A common challenge for content strategists involves the implementation of strategy at the level of content production. At a certain point, content strategists have refined voice and tone to represent faithfully the organization’s identity. They’ve built an information architecture deeply informed by a user experience design. They’ve created several content and governance models that follow the user’s journey to ensure that each part of the digital experience fulfills its purpose. They’ve even mapped knowledge flows in the organization to get a sense of how content production would elevate organizational capabilities. In light of all of this, the question persists: what does one actually write?
Those who have developed content will know how easily the writing process can depart from a strategic vision. In order to better align protocol with strategy, we’ve developed a tool that we call a language architecture.
A language architecture is a framework that organizes the business’s overarching message into granular concepts. These concepts are distributed and contextualized across the information architecture and aligned with user experience. It provides the expressive skin to the function of your experience. The framework answers questions like: what concept would define the unique philosophy of your organization, and what other concept would convey that philosophy in action elsewhere in the experience? What concepts define the value of your product or service? Where should those concepts be highlighted in the experience? These concepts can be as abstract or concrete as you want them to be. The hard work lies in defining these concepts in the context of the business and articulating how they create meaning for relevant audiences.
Bridging information architecture to voice and tone, a language architecture ensures that the value proposition of the organization is fully fleshed out.

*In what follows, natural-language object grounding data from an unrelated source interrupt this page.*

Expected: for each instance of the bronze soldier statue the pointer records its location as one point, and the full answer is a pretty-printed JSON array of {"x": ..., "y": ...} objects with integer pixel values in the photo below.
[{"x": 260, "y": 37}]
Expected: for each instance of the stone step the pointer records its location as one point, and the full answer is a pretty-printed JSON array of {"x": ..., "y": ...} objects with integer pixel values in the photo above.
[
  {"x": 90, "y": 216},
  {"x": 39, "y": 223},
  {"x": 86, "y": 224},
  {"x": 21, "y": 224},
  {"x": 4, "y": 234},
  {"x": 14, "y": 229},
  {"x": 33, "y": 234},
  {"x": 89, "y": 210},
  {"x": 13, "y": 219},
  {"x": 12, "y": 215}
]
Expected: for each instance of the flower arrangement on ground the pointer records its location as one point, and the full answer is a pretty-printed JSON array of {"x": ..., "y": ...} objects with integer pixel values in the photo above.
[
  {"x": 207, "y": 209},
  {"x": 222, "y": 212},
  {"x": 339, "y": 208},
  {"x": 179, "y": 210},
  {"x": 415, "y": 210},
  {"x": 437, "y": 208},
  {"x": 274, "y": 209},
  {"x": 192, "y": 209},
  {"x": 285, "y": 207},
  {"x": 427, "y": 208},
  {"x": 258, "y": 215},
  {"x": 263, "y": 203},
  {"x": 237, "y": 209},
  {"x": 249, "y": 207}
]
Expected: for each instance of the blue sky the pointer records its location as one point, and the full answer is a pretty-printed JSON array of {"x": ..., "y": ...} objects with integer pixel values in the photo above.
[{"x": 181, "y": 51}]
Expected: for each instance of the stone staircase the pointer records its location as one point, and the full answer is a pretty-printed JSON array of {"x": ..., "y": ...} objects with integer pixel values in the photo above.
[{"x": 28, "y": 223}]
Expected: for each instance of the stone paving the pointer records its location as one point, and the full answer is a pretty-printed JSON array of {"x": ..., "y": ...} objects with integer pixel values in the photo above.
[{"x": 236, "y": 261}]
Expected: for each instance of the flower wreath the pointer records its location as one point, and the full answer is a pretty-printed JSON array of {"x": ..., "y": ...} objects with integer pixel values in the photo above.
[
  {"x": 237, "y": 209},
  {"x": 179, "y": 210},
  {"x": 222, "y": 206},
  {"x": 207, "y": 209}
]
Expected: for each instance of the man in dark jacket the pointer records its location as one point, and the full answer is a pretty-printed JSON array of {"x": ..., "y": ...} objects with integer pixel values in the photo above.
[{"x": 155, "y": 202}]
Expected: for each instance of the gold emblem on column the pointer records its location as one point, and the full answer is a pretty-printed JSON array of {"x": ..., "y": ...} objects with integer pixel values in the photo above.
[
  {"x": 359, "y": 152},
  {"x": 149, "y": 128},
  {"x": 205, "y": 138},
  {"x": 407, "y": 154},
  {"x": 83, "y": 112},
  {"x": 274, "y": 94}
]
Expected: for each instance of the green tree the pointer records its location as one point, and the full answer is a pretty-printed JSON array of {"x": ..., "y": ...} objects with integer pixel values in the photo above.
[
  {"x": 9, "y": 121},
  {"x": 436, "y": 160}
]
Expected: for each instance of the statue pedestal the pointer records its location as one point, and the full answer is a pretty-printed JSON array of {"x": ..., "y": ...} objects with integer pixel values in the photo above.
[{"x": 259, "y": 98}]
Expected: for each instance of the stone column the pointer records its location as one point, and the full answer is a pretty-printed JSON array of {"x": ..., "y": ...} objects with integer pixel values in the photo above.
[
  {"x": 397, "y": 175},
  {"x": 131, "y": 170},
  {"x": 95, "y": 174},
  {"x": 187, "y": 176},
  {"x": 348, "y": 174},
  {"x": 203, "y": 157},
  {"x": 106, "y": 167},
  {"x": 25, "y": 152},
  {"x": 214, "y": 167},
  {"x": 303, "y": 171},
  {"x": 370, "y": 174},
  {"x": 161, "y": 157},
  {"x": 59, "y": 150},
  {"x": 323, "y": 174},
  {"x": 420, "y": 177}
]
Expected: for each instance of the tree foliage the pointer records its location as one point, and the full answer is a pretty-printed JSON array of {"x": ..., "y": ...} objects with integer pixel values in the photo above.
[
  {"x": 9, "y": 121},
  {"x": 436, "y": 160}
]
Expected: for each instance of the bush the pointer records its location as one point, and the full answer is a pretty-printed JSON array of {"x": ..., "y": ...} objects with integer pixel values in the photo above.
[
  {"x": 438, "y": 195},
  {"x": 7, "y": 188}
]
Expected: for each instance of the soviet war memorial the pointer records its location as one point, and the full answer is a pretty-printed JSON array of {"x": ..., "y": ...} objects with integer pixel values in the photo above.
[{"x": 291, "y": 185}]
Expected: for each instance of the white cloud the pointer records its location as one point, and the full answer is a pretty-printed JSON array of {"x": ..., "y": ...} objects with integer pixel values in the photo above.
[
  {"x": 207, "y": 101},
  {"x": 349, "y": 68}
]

And the concepts in the language architecture work together to ensure that the messaging throughout a digital experience is cohesive without being repetitive. Because of its scope, it is intimately tied to the requirements of the business.
Two major levels make up the language architecture and roughly map onto the information architecture: horizontal concepts and vertical concepts.
Horizontal concepts can emerge throughout the experience because they dominantly define who the organization is and what it offers. For LDS, horizontal concepts would include “digital transformation,” “new ways of work,” or “experience strategy and design.” These concepts pervade our points of view, define our contribution to the industry, and require definition and elaboration every time we invoke them.
Vertical concepts are contained under discrete landing pages and their lower level pages. This conceptual containment ensures, for example, that the business’s philosophy is 1) clearly established where it should be, and 2) doesn’t bleed into other areas of the experience unintentionally. It also ensures that while each lower-level page within a given vertical has a discreet function, it also has discreet concepts to populate content areas and align to page function. For LDS, a vertical concept would be Content ROT (redundant, outdated, trivial) – a concept integral to the Content Strategy Studio but one that ought not to invade the higher-level strategic points of view.
Each concept block on the horizontal and vertical levels displays the following:
- the concept name
- its definition within the context of the organization
- an illustrative example of the concept in use with the experience.
The language architecture provides a channel for clear expression of the organization’s key differentiating characteristics.
Failing to implement high-quality content can undermine even the most well-defined experience goals. In contrast, compelling, aligned content ensures that a digital experience delivers on its goals, both for users and for the business. A language architecture provides a systematic way to get this right.